Secondo uno studio italiano guidato dall’Università di Milano, due mesi prima dell’aumento dei contagi di SARS-CoV-2 gli enterovirus sono aumentati nelle acque degli scarichi
Se il genere umano ha la memoria corta, contro le pandemie non resta che sperare nella “memoria dell’acqua”. Secondo uno studio italiano, guidato dall’Università di Milano, l’analisi delle acque reflue consente di individuare il momento il cui stanno per aumentare i virus, anche quelli delle pandemie e anche quando non sono presenti nelle acque.
La ricerca è stata ora pubblicata sulla rivista Science of The Total Environment. Tra marzo 2020 e dicembre 2022, gli studiosi hanno raccolto campioni di acque reflue dell’area metropolitana di Milano e misurato la concentrazione degli enterovirus: i picchi nella loro concentrazione si sono verificati subito dopo la rimozione delle restrizioni imposte per la pandemia e hanno anticipato di circa due mesi l’aumento dei casi di Covid-19 nella popolazione, quindi l’aumento di virus altri rispetto agli enterovirus.
“Questo nuovo approccio di sorveglianza degli enterovirus permette di ricavare dati epidemiologici fondamentali in assenza di sistemi di sorveglianza clinica“, dichiara la ricercatrice Laura Pellegrinelli, che insegna Analisi dei bisogni e valutazione dei servizi sanitari e ha guidato lo studio cui hanno partecipato anche l’Istituto di Ricerche Farmacologiche Mario Negri e Regione Lombardia. “L’epidemiologia delle acque reflue”, continua Pellegrinelli, “sarà uno strumento potente per la sorveglianza di future epidemie”. Lo studio ha evidenziato che le persone infette possono espellere grandi quantità di virus con le feci, anche in completa assenza di sintomi.
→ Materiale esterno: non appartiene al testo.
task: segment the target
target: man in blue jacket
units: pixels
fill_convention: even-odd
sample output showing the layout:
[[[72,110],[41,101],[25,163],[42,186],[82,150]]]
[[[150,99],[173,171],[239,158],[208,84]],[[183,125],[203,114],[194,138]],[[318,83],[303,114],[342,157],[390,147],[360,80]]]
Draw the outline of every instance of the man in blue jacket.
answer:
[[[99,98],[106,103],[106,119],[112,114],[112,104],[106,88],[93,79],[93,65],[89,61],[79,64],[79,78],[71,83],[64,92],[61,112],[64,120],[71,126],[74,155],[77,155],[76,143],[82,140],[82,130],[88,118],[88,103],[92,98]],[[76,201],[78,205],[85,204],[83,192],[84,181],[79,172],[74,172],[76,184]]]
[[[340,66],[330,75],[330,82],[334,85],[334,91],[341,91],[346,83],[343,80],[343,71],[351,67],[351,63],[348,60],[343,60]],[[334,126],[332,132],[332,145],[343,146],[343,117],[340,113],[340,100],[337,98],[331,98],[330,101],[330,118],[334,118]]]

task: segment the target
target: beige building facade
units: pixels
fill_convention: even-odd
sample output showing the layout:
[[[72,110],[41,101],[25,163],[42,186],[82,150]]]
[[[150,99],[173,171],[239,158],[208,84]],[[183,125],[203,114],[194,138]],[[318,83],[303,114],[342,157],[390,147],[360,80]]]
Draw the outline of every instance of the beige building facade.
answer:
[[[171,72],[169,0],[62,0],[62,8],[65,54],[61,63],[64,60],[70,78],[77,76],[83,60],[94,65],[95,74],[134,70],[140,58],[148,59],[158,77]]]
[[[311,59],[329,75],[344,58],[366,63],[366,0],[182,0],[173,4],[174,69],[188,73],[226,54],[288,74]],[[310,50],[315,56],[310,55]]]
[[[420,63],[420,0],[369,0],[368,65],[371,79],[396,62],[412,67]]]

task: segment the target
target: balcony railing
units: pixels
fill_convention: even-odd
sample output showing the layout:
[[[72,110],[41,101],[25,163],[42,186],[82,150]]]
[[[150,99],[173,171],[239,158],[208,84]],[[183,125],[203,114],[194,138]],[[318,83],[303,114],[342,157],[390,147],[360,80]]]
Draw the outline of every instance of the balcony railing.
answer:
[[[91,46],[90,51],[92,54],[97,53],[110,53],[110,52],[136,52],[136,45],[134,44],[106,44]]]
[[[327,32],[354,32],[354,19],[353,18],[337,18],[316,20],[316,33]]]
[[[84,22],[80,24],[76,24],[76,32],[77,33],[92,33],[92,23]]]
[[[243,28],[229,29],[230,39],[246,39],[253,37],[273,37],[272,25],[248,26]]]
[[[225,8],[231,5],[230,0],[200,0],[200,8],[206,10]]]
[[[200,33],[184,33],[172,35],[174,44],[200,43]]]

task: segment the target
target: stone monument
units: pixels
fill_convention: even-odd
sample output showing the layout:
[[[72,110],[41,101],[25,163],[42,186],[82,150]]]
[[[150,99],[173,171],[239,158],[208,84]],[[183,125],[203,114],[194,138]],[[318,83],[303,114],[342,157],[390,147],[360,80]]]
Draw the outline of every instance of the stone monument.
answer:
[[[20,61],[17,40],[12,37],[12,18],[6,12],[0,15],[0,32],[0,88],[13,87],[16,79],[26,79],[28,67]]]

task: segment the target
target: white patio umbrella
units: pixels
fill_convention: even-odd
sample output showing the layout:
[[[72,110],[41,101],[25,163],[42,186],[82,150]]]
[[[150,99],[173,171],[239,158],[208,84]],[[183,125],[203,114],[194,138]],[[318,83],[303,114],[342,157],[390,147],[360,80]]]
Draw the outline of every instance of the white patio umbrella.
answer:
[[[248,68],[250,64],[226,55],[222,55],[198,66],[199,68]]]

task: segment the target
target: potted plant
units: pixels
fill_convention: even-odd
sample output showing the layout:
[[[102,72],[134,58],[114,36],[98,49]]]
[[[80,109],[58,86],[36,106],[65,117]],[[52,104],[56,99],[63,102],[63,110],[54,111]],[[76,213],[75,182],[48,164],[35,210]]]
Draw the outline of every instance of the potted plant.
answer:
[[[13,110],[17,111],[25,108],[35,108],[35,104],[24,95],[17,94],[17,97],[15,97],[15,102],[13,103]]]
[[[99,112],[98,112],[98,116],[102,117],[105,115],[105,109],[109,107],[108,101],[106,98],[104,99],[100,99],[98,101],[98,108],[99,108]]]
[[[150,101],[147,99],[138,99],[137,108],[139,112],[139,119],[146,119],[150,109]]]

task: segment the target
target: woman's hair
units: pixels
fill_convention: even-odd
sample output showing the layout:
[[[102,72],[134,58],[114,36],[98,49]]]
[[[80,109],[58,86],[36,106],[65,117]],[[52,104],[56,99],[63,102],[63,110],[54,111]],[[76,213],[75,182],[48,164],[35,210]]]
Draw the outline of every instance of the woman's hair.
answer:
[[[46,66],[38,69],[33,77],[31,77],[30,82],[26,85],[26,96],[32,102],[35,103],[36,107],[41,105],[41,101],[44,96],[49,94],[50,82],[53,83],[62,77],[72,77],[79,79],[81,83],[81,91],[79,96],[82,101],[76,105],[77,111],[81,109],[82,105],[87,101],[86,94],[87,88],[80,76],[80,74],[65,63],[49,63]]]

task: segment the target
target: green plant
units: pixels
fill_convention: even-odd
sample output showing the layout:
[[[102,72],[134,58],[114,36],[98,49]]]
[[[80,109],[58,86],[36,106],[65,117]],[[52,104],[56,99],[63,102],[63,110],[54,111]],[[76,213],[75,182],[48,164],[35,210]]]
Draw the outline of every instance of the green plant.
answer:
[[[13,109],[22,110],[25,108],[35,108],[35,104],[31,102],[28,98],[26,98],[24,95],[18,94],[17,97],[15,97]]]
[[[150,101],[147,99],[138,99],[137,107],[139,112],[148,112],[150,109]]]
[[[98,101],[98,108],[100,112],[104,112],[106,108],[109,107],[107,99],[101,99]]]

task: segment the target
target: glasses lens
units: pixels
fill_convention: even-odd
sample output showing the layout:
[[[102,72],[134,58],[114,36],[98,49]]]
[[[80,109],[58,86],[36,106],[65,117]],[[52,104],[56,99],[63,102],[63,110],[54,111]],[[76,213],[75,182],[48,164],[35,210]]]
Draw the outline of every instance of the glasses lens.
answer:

Ha dunque ragione l’immunologo Anthony Fauci quando dichiara che “se c’è una storia di successo che il Covid-19 ha mostrato è quella che riguarda la scienza di base e clinica”. Se, come dice il professore alla Georgetown University, la nostra “memoria corta” sarà l’arma più potente della prossima pandemia, non ci resta che puntare sugli scienziati e sulla “memoria dell’acqua”.